Były piłkarz Chelsea krytycznie ocenia początki Cucurelli w zespole The Blues.
We wtorkowym spotkaniu Ligi Mistrzów przeciwko Borussi Dortmund Cucurella zagrał bardzo dobre spotkanie które skutkowało otrzymaniem nagrody zawodnika meczu. Jest to swego rodzaju przełamanie dla Hiszpania, bowiem w ostatnich tygodniach bardzo często zaczynał on spotkania na ławce rezerwowych, a nawet jak grał to zbierał on negatywne noty od krytyków. O słabych początkach 24-latka wypowiedział się Wiliam Gallas który zagrał dla Chelsea 225 w latach 2006-2011.
-Nie mam nic personalnie do Marca. Nie znam go ale szanuję, jak każdego innego człowieka.
-Jednak moim zdaniem płacenie takich pieniędzy za zawodnika które nawet nie gra dla drużyny narodowej jest chore!
-Być może Chelsea jest po prostu dla niego zbyt dużym klubem, nie jest on jeszcze na takim poziomie, żeby tu grać. Dlatego moim zdaniem problem leży w klubie, a nie w zawodnikach. Chelsea powinna sprowadzać piłkarzy którzy są gotowi, aby grać dla tego herbu.
Cucurella nie był jedyną osobą której się oberwało. Gallas skrytykował obecne działania zarządu Chelsea, podając za przykład Mudryka.
-Mudryk dzisiaj nie zagrał, dlaczego? Nie mam pojęcia czy nie jest gotowy, czy nie pasuje mu ten system czy może woli grać na innej pozycji.
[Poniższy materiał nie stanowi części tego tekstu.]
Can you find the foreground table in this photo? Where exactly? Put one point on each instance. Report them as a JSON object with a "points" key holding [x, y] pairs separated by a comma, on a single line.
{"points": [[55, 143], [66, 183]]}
-Ale to jest kolejny przykład tego, że właściciele do końca nie wiedzą co robią. Wydają pieniądze, ponieważ mają pieniądze do wydania. Kupują zawodników bez znaczenia czy pasują oni do składu czy nie, na przykład Mudryk.
-Właściciele będą musieli poradzić sobie z presją tego, że kupili zbyt dużo piłkarzy. Większość z nich nawet nie wie co robi w tym klubie.